The respondents say that the use of non-GAAP measures tends to be consistent across their industries.
The survey of more than 475 attendees at KPMG’s 26th Annual Accounting and Financial Reporting Symposium found that a vast majority of organizations remain in the early stages of implementing the new revenue recognition accounting requirements, which may forecast a last-minute dash for some to the finish line in 2017.
Some 89 percent of the survey respondents said their companies use non-GAAP financial measures to help their stakeholders better understand their financial performance, 74 percent said the usage of non-GAAP measures was generally consistent across their industries, and 75 percent said the current financial reporting requirements can result in disclosures that are not sufficiently focused on their companies’ key performance information.
“These KPMG findings show organizations are willing to provide incremental information that supplements the information required by generally accepted accounting principles [GAAP],” said John Ebner, KPMG’s national managing partner – Audit. “Non-GAAP financial measures can highlight unusual activity as well as emerging trends. Clearly, investors are interested in and demanding these supplemental disclosures from companies.”
Revenue recognition remains one of the most significant, looming changes in accounting standards. Public companies must implement the new standard to report 2018 calendar-year financials. Yet just 1 percent of survey respondents say they’ve completed implementation, and only 13 percent have implementation in progress. Moreover, 19 percent have not begun considering its ramifications, and nearly two-thirds said they continue to assess the accounting impact.
“It’s becoming a critical issue, and emphasis should be on moving beyond assessment to systems and internal control development and full implementation,” said Ebner.

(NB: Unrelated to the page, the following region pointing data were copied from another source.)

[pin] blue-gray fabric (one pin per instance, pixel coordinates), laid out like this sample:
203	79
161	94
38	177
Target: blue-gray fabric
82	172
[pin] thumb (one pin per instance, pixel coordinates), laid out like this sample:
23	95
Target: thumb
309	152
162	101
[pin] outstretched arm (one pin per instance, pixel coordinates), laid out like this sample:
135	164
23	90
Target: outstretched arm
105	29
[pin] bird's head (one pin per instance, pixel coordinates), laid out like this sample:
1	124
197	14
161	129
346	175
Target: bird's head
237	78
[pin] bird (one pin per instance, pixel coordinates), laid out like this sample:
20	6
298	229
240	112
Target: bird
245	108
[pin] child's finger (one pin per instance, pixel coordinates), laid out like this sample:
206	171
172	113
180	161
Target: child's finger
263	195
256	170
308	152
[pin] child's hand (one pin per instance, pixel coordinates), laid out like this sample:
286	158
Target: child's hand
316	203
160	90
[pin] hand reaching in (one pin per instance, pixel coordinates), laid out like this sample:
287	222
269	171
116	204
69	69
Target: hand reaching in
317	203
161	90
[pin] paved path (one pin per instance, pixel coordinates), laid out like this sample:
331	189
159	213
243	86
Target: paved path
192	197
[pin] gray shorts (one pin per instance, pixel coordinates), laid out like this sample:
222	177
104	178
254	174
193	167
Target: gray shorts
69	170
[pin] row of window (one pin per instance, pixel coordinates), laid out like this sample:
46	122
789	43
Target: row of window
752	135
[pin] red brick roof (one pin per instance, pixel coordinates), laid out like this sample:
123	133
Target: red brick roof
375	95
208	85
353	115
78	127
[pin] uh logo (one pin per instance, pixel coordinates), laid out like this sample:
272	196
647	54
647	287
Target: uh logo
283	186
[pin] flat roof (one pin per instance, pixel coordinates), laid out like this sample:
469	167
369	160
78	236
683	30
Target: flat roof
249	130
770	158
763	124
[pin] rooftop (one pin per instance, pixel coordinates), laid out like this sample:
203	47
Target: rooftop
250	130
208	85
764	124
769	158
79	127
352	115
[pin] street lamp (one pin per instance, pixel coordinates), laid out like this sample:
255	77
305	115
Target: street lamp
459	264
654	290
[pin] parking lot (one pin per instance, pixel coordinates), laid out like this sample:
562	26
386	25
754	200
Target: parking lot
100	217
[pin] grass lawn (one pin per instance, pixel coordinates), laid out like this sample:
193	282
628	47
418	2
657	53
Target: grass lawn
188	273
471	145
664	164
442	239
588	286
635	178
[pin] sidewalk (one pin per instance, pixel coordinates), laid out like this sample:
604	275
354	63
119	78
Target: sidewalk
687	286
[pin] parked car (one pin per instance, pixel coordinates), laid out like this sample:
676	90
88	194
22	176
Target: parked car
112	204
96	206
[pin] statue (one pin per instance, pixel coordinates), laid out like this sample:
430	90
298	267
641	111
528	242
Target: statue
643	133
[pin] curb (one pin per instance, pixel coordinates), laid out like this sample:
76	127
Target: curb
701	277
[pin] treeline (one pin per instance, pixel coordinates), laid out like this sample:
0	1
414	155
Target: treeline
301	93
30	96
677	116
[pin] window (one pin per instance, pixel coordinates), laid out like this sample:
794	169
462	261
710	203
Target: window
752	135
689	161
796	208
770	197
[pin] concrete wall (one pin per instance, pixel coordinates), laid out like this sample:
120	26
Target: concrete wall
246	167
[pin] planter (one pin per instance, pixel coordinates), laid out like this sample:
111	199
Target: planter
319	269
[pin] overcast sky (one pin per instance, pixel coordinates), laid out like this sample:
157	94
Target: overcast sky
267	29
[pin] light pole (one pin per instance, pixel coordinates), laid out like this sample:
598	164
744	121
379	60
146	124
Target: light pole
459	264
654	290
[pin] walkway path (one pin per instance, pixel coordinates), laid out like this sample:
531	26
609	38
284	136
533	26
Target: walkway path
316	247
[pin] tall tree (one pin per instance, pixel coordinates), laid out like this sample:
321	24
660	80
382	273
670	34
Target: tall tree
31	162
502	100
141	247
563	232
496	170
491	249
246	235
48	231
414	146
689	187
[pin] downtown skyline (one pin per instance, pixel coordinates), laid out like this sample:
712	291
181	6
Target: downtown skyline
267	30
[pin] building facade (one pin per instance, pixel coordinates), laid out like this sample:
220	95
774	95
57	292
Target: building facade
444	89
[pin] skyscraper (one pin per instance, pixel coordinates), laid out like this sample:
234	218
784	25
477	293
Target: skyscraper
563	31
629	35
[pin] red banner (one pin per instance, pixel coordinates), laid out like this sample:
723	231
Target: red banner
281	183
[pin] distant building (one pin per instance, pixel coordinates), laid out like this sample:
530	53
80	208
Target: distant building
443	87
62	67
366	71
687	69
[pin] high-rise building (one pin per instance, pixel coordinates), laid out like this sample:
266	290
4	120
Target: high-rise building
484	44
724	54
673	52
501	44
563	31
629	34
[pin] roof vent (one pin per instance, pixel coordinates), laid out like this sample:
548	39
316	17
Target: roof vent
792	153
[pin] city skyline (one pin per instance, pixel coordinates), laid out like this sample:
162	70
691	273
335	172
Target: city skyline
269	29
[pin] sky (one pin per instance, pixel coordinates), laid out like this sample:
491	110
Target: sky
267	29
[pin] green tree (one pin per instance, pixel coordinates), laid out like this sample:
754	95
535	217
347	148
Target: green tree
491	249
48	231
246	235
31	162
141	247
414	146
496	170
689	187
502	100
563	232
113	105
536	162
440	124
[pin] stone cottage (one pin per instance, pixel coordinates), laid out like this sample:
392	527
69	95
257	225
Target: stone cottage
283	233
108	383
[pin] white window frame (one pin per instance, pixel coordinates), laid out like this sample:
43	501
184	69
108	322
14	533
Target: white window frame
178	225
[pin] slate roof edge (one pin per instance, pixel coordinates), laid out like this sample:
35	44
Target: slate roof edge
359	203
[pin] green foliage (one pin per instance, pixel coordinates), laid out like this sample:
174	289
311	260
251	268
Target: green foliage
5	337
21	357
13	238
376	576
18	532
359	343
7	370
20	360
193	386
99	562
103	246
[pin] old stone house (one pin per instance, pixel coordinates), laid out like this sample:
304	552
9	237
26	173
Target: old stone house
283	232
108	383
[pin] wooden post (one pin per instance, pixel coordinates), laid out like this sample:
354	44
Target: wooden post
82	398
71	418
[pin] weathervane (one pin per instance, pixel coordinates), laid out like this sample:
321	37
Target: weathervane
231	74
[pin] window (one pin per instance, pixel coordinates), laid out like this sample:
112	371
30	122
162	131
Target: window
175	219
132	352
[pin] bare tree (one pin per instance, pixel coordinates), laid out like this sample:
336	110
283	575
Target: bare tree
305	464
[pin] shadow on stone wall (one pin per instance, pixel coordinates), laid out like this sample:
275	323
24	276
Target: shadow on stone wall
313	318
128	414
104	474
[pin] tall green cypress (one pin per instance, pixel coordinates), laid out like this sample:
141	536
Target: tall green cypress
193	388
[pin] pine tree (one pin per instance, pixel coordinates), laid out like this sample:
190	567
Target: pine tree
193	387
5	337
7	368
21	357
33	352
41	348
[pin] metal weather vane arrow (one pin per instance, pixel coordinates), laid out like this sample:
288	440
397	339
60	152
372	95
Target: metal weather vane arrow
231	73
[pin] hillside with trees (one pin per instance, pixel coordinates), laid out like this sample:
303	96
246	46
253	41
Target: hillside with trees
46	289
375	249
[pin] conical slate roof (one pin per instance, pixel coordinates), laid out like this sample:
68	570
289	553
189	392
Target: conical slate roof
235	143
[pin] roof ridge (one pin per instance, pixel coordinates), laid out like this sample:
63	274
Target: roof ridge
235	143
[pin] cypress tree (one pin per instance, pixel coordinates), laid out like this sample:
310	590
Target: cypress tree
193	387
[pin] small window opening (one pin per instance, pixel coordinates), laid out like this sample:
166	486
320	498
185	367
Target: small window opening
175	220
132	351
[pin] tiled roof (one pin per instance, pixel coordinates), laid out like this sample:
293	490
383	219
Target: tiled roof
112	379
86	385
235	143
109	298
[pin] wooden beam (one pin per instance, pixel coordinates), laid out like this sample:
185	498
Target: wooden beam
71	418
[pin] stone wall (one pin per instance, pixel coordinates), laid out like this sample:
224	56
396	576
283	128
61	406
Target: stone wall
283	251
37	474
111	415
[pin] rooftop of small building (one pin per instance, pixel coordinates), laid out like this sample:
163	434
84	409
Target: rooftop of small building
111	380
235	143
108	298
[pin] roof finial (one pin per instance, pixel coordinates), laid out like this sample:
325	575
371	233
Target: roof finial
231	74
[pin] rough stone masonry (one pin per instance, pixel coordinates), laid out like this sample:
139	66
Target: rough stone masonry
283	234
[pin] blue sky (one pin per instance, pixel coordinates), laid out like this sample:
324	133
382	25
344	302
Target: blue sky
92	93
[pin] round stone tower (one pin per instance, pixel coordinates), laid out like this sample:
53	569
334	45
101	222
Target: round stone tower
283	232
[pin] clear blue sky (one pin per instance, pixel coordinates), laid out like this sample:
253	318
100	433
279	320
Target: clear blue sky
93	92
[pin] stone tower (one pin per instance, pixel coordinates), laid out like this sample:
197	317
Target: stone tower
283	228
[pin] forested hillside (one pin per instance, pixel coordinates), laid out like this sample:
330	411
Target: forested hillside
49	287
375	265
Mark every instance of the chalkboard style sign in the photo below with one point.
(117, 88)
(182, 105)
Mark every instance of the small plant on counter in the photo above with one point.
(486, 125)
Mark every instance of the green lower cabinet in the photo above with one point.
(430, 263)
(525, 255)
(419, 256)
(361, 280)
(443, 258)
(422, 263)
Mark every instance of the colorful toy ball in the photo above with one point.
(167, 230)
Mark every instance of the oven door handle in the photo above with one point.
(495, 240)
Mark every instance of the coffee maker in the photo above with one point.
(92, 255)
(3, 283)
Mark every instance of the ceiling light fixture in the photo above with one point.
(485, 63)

Among other items that keep financial reporting executives up at night:
Twenty-four percent said they worry about future regulatory mandates, such as changes to lease accounting standards,
Twenty-two percent have concerns about staying ahead of investor reporting demands, such as corporate social responsibility and non-financial information, and
Maintaining effective internal control over financial reporting was a close third, cited by 21 percent of the respondents.